To validate a BAM file
```bash
bamurai validate input.bam
```

### Working with multi-sample BAM files

Bamurai provides commands for processing BAM files with multiple samples based on barcode information.

#### Splitting BAM files by donor ID

To split a BAM file into multiple BAM files, one for each donor ID:

```bash
bamurai split_samples --bam input.bam --tsv barcode_to_donor.tsv --output-dir donor_bams
```

The TSV file should contain at least two columns with headers 'barcode' and 'donor_id'. Each row maps a barcode to a donor ID.
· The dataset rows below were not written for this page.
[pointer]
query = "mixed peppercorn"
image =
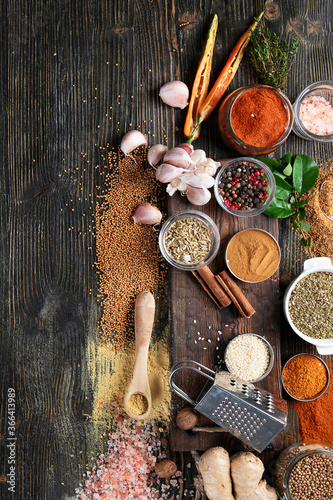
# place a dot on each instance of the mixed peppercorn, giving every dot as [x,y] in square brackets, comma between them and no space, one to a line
[243,186]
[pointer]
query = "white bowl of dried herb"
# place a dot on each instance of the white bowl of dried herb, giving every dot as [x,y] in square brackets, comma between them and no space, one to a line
[308,304]
[189,240]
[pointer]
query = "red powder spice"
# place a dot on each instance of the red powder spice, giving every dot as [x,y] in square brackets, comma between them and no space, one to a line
[259,117]
[315,418]
[126,471]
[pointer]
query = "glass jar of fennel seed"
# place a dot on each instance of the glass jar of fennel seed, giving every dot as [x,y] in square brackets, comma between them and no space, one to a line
[189,240]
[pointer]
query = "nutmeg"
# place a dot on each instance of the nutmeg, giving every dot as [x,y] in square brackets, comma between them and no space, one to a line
[165,468]
[187,418]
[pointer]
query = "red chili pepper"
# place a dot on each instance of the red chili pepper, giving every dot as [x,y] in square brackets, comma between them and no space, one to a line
[227,73]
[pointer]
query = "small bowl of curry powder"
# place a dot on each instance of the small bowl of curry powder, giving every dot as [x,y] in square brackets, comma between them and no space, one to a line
[305,377]
[252,255]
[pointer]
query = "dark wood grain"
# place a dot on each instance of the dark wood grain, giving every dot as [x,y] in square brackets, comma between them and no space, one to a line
[77,74]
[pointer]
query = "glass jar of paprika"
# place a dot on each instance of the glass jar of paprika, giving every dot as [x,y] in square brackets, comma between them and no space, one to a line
[255,119]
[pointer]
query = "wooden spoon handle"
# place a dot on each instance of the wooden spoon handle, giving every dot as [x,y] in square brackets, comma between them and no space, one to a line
[144,319]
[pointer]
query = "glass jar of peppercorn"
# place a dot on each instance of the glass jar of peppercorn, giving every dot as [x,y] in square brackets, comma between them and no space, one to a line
[244,187]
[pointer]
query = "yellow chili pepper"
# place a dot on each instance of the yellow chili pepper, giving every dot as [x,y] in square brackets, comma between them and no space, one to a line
[226,74]
[201,83]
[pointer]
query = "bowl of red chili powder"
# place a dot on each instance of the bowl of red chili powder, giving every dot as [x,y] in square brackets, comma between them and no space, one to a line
[255,119]
[305,377]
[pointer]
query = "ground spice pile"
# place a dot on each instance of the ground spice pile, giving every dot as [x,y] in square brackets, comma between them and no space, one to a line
[128,257]
[304,376]
[126,471]
[315,422]
[321,232]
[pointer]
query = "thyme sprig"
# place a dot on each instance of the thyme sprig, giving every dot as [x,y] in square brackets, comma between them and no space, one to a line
[271,58]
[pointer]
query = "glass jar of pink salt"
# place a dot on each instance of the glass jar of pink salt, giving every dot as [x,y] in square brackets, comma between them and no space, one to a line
[313,112]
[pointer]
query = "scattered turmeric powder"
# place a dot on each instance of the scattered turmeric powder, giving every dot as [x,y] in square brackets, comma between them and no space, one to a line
[138,404]
[320,202]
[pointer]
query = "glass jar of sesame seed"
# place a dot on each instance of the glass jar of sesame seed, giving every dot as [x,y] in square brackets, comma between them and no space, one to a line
[305,471]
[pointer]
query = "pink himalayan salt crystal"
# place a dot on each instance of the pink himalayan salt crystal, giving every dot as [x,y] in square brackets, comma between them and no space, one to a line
[124,472]
[316,114]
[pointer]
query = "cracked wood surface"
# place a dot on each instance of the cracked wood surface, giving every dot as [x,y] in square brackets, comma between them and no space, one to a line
[76,73]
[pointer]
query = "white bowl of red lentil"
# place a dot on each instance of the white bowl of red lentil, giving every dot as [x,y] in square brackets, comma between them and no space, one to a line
[308,304]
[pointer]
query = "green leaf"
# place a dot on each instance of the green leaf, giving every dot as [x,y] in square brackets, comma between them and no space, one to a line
[286,158]
[288,170]
[298,174]
[279,208]
[283,189]
[274,165]
[305,174]
[298,204]
[310,173]
[304,225]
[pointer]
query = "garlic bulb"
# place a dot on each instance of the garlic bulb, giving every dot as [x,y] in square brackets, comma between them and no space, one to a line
[156,153]
[176,185]
[147,214]
[187,147]
[166,172]
[175,94]
[132,140]
[188,171]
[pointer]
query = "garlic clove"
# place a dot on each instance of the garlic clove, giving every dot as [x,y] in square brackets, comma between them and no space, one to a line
[132,140]
[198,196]
[175,185]
[156,153]
[175,94]
[167,172]
[147,214]
[178,157]
[210,167]
[187,147]
[198,179]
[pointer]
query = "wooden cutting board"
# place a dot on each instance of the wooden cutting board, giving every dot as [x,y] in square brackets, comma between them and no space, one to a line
[200,331]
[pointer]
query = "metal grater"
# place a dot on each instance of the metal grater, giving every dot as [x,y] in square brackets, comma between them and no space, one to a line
[252,415]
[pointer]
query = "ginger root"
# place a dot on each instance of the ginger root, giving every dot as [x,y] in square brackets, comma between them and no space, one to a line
[214,466]
[246,473]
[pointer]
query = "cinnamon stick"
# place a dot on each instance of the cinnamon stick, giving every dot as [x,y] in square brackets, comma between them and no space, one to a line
[235,293]
[212,287]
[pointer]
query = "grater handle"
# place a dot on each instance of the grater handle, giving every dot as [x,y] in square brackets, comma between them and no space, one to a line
[182,365]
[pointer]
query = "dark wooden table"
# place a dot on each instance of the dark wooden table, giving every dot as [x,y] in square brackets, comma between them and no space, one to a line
[63,65]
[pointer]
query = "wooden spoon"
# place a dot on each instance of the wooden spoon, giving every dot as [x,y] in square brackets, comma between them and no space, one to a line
[139,383]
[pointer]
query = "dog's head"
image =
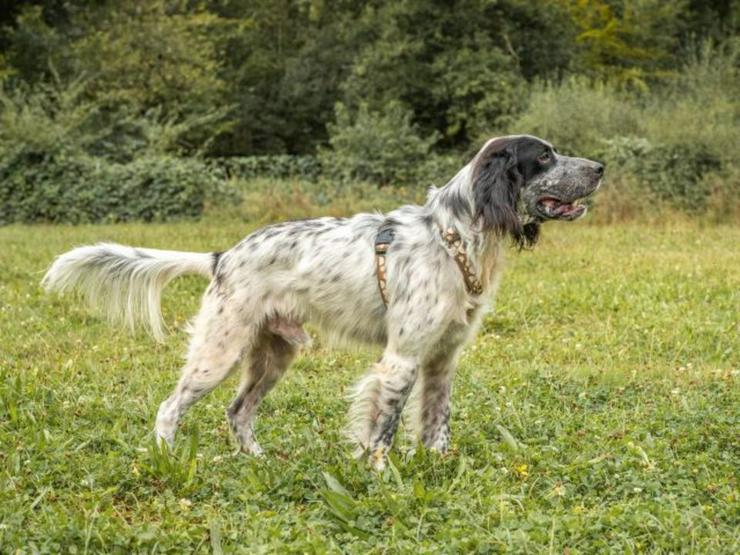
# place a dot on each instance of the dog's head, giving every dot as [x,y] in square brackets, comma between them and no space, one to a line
[520,181]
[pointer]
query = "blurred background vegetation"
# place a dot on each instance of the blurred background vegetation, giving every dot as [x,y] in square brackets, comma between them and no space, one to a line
[154,110]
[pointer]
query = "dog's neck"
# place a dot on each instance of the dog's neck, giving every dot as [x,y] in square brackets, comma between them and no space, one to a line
[453,207]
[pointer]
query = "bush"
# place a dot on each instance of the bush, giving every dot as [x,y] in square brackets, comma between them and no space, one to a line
[673,173]
[665,143]
[375,147]
[81,189]
[279,166]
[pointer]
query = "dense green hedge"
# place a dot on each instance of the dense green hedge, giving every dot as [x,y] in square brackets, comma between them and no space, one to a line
[81,189]
[673,173]
[278,166]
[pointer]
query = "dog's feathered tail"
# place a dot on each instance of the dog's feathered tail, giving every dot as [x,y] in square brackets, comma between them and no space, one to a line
[126,281]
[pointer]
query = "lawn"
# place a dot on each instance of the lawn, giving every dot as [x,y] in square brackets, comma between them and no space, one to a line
[597,411]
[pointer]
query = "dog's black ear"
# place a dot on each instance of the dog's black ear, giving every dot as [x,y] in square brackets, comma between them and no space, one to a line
[496,186]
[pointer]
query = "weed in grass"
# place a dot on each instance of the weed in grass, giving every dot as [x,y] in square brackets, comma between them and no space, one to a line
[597,411]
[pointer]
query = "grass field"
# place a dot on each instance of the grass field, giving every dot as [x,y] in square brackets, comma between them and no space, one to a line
[597,411]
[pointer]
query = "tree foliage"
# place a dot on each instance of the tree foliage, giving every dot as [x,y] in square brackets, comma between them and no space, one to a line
[263,76]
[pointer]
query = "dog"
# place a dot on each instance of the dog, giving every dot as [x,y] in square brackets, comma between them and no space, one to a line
[416,281]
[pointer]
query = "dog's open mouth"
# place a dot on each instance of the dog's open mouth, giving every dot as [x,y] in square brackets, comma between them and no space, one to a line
[557,209]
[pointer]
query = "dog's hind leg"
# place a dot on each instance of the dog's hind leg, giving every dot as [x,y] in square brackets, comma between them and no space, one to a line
[217,347]
[266,363]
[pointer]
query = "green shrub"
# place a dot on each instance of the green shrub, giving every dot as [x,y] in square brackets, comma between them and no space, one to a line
[278,166]
[79,189]
[673,173]
[375,147]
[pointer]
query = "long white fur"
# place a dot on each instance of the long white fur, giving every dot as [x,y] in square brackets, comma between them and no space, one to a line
[126,282]
[322,271]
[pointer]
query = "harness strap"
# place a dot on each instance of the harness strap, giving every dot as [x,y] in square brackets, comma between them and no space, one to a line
[383,240]
[454,242]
You can process multiple BAM files at once:

```bash
bamurai split_samples --bam input1.bam input2.bam --tsv barcode_to_donor.tsv --output-dir donor_bams
```

#### Extracting reads for a specific donor

To extract all reads belonging to a specific donor from a BAM file:

```bash
bamurai extract_sample --bam input.bam --tsv barcode_to_donor.tsv --donor-id donor1 --output donor1.bam
```

You can also process multiple BAM files at once, combining all donor-specific reads into a single output file:

```bash
bamurai extract_sample --bam input1.bam input2.bam input3.bam --tsv barcode_to_donor.tsv --donor-id donor1 --output donor1.bam
```

This command will extract all reads with barcodes belonging to the specified donor ID and write them to a new BAM file.